Getting arrested “is not as scary as you think,” said Rozenberg and, “you get to see your teachers in a different way.”
Her one regret about the action? “I wish more of the teachers had invited students,” she said.
Bill Friedheim
Retiree Chapter
Retired BMCC history professor Bill Friedheim was first arrested for civil disobedience in the spring of 1970 when he and Jim Perlstein (who now chairs the Retirees Chapter) joined a student protest calling for open admissions and changes in the school’s curriculum.

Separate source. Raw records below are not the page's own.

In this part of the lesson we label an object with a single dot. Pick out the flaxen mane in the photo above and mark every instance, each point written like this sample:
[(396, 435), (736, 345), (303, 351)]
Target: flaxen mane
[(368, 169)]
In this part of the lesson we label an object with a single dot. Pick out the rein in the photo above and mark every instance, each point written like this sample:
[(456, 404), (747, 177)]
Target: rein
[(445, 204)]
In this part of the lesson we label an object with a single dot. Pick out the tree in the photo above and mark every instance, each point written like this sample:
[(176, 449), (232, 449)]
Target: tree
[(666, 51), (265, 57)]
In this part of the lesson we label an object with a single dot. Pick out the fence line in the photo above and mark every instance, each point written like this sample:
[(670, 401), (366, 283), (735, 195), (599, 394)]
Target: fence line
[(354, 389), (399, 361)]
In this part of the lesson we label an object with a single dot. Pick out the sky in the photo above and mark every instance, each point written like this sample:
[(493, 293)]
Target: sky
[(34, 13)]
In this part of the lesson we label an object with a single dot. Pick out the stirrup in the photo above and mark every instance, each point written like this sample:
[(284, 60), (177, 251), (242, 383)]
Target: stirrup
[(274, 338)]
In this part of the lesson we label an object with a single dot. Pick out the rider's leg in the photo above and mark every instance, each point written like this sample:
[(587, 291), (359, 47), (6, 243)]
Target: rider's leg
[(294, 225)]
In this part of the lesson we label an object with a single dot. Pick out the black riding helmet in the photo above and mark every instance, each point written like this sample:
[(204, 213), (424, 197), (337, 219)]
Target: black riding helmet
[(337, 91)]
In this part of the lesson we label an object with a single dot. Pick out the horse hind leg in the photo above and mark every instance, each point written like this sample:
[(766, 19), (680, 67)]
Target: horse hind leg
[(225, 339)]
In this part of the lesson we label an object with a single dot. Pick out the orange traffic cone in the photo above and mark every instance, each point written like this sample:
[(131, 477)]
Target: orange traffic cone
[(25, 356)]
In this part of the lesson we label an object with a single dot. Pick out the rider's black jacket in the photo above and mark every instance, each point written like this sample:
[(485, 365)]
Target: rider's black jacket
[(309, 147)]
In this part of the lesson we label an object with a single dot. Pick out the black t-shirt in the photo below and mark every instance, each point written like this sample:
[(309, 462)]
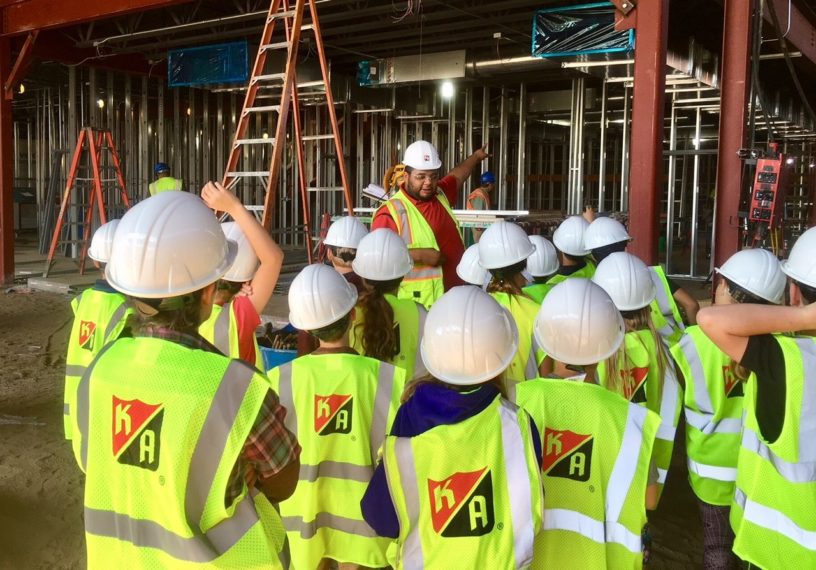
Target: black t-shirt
[(763, 356)]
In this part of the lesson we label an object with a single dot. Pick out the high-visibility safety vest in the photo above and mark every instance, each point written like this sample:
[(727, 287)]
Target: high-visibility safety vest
[(341, 407), (409, 322), (159, 429), (164, 184), (586, 272), (529, 355), (596, 450), (713, 405), (537, 291), (221, 329), (424, 283), (99, 317), (477, 194), (773, 514), (665, 314), (467, 495), (642, 387)]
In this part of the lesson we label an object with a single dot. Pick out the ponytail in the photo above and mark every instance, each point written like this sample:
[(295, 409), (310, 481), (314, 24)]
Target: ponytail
[(377, 330)]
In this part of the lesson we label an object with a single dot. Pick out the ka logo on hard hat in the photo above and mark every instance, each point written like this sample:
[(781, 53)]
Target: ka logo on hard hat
[(462, 504), (86, 334), (137, 433), (333, 414), (732, 384), (634, 384), (567, 454)]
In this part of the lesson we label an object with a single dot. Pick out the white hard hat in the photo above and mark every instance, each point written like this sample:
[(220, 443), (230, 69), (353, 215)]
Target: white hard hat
[(504, 244), (468, 338), (604, 231), (578, 323), (627, 280), (345, 232), (469, 269), (246, 261), (102, 242), (801, 263), (569, 236), (382, 256), (318, 297), (544, 261), (757, 271), (422, 155), (168, 245)]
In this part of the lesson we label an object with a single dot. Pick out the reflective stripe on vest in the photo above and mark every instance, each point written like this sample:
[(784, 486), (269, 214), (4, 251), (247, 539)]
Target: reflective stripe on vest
[(204, 463), (519, 494), (774, 521), (221, 329), (712, 471), (382, 401), (666, 304)]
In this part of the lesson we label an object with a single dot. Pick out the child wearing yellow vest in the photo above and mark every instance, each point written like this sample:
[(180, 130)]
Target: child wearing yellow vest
[(459, 485), (243, 292)]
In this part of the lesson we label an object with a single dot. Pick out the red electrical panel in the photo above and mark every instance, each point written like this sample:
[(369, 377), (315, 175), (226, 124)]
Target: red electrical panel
[(768, 196)]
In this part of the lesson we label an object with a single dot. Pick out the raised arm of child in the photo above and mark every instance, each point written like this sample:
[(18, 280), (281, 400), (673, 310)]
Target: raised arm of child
[(269, 253)]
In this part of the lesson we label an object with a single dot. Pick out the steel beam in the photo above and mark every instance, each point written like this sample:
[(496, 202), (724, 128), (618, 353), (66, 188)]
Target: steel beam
[(735, 87), (6, 172), (30, 15), (646, 151)]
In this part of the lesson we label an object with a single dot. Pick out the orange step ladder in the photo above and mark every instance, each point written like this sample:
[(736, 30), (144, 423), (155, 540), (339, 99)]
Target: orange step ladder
[(90, 145), (263, 86)]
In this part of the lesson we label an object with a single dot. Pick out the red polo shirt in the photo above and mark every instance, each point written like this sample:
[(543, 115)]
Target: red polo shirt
[(443, 226)]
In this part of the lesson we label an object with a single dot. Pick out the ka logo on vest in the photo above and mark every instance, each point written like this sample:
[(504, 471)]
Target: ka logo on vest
[(333, 414), (137, 433), (567, 454), (462, 504), (634, 384), (86, 334), (733, 385)]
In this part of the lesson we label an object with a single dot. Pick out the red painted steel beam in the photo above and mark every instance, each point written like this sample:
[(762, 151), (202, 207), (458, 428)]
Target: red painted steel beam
[(6, 174), (20, 65), (802, 31), (735, 86), (30, 15), (646, 149)]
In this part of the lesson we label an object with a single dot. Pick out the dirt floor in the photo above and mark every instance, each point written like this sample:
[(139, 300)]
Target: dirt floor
[(41, 487)]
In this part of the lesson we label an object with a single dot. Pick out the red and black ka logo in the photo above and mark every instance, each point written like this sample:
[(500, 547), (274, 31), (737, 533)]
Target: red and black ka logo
[(732, 384), (137, 433), (87, 330), (567, 454), (462, 504), (333, 414), (634, 384)]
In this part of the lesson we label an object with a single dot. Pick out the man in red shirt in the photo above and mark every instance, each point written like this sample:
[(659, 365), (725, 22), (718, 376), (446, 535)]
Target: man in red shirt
[(421, 187)]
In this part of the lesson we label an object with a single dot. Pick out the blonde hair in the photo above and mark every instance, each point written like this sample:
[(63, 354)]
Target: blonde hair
[(634, 321)]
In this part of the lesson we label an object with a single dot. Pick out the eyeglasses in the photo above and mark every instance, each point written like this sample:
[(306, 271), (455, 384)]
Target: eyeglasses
[(423, 177)]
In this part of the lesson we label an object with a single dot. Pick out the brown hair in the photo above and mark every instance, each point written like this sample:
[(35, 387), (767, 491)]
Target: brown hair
[(640, 319), (411, 387), (181, 314), (377, 329)]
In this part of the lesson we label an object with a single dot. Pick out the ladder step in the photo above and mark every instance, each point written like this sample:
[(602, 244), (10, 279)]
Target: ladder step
[(269, 77), (276, 45), (262, 109), (255, 141), (234, 174), (280, 15)]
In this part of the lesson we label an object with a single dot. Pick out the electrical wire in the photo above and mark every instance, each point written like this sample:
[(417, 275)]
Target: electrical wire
[(786, 52)]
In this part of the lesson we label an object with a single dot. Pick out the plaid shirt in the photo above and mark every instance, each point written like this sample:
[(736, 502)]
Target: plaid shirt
[(269, 446)]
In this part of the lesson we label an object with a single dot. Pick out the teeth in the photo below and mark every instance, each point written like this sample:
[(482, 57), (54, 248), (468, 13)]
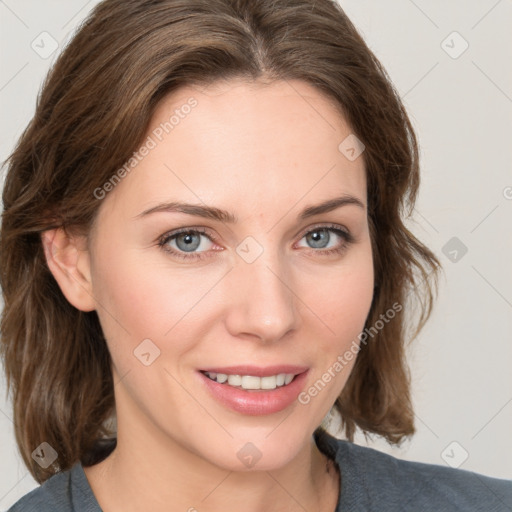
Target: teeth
[(252, 382)]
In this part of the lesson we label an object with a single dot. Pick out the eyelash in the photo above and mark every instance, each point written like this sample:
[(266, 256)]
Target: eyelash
[(167, 237)]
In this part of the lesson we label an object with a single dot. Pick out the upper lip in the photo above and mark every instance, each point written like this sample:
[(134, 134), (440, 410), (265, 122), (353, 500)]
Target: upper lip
[(257, 371)]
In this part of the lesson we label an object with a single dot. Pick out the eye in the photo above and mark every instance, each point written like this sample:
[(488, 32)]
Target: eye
[(330, 239), (185, 242), (196, 243)]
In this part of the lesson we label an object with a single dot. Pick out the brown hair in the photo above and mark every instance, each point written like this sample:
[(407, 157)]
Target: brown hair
[(92, 114)]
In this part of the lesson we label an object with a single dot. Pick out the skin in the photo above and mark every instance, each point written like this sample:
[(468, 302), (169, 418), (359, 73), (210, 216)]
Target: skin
[(263, 152)]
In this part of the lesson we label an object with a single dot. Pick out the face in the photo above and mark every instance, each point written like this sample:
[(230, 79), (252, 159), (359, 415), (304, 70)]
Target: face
[(277, 289)]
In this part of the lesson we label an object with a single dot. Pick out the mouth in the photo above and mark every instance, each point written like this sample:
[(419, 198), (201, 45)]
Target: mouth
[(253, 390), (252, 382)]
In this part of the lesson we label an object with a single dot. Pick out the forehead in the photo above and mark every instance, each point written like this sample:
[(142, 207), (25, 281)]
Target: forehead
[(243, 146)]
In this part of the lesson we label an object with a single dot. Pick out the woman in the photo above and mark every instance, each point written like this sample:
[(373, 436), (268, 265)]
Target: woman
[(203, 242)]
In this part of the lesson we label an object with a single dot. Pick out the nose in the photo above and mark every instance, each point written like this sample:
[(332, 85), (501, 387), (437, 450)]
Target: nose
[(262, 303)]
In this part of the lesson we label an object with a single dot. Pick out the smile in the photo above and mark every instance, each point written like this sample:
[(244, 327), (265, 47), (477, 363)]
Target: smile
[(251, 381)]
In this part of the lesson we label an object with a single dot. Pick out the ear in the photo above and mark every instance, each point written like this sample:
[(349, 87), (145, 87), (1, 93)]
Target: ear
[(67, 257)]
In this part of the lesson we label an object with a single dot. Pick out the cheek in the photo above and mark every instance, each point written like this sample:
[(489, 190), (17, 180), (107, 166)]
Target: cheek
[(345, 302)]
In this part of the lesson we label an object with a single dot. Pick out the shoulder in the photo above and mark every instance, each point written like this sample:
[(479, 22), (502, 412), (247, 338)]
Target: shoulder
[(384, 482), (65, 491)]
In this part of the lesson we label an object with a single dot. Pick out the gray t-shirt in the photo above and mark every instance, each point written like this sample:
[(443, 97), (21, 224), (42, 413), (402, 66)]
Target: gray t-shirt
[(371, 481)]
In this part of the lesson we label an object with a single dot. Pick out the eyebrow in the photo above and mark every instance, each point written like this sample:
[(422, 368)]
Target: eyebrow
[(211, 212)]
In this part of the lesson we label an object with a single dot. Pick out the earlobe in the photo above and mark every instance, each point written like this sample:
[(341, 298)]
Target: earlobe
[(68, 260)]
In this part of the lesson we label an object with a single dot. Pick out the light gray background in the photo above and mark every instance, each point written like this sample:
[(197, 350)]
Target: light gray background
[(462, 111)]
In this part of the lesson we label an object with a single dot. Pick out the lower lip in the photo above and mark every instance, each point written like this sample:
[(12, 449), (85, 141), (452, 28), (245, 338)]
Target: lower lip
[(255, 402)]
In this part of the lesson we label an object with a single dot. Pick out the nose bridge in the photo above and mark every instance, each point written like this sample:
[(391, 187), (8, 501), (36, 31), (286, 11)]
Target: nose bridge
[(262, 302)]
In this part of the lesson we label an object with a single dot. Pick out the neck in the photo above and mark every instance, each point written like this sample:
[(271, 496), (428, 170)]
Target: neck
[(183, 481)]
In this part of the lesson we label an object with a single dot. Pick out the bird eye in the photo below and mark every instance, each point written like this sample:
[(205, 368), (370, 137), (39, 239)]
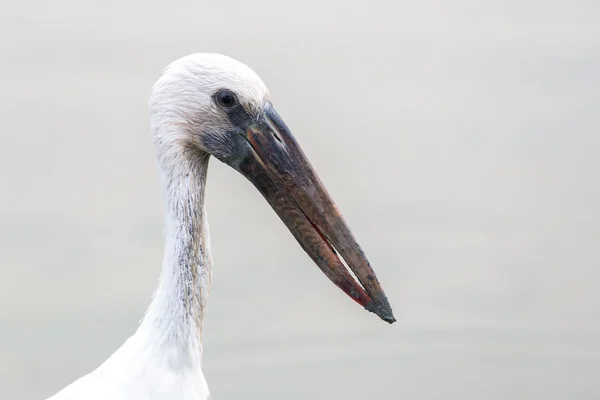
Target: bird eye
[(226, 99)]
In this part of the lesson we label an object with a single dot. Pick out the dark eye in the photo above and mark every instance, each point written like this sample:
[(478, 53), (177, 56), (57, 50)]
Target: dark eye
[(226, 99)]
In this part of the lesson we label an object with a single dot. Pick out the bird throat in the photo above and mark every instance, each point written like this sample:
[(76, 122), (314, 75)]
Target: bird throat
[(176, 312)]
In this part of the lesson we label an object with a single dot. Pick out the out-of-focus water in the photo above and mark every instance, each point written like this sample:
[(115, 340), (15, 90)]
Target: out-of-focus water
[(460, 140)]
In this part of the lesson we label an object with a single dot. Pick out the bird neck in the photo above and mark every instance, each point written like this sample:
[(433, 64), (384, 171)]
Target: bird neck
[(175, 315)]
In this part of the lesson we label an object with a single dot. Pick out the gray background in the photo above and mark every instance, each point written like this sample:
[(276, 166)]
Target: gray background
[(460, 139)]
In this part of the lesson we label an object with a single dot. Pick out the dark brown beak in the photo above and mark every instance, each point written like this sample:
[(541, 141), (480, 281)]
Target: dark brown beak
[(282, 173)]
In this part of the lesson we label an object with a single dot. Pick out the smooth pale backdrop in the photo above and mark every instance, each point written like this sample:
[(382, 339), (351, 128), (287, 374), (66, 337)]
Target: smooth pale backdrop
[(460, 139)]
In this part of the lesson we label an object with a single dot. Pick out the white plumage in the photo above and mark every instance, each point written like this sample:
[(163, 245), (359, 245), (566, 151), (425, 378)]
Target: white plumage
[(189, 122)]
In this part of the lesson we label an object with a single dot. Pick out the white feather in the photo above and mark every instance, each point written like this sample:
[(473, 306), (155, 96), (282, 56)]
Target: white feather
[(162, 360)]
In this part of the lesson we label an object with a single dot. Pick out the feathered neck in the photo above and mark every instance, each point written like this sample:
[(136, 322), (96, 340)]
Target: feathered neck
[(174, 318)]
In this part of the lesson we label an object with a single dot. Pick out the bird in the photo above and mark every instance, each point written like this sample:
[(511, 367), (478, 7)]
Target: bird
[(203, 105)]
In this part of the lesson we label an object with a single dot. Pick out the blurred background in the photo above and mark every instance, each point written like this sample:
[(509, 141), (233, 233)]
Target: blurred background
[(460, 139)]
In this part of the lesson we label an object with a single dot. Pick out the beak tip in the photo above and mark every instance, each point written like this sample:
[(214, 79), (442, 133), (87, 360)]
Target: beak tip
[(383, 311)]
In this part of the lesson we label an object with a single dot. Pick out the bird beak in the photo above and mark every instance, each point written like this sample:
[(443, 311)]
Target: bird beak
[(278, 168)]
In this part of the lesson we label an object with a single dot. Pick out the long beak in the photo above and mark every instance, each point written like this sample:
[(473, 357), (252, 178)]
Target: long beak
[(279, 169)]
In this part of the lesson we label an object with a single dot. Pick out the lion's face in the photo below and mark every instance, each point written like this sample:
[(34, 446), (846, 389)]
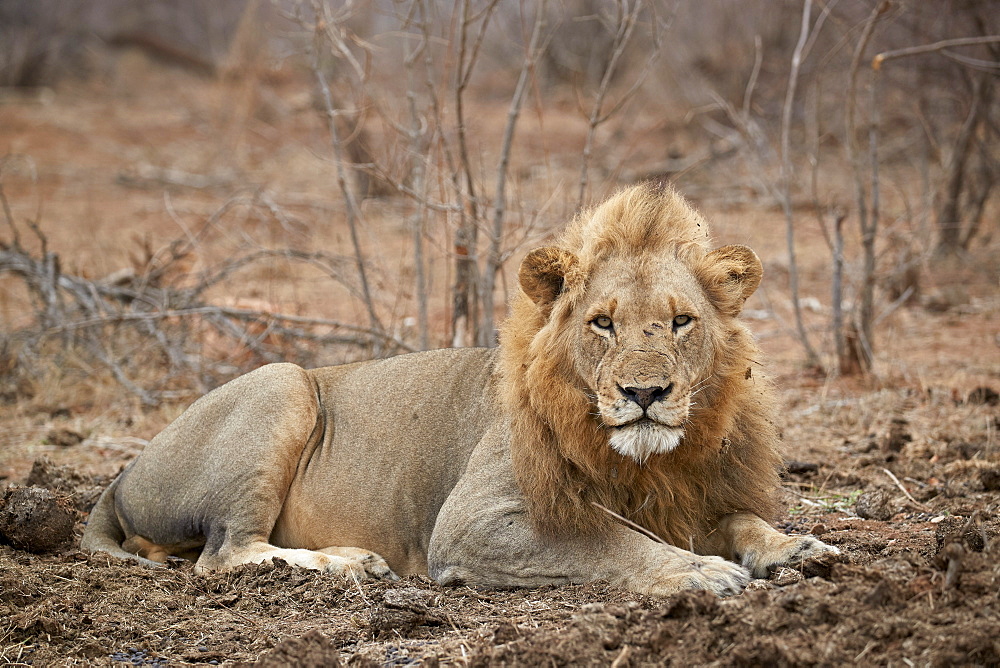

Now in their 70s, Friedheim and Perlstein were two of the oldest arrestees at the March 23 action.
“It keeps me young,” Friedheim joked on the bus ride home. “The level of energy was increasing throughout the day. I think a lot of people were coming to observe us not just because we were making a lot of noise but because we were right.
“There’s been a tremendous transfer of wealth from the public sector to the private sector and from the middle and lower rungs of society to the upper rungs of society,” Friedheim said. “Actions like this begin to change the political discourse. I think people are sick and tired of the finger being pointed at public sector workers and teachers as the cause of all problems.”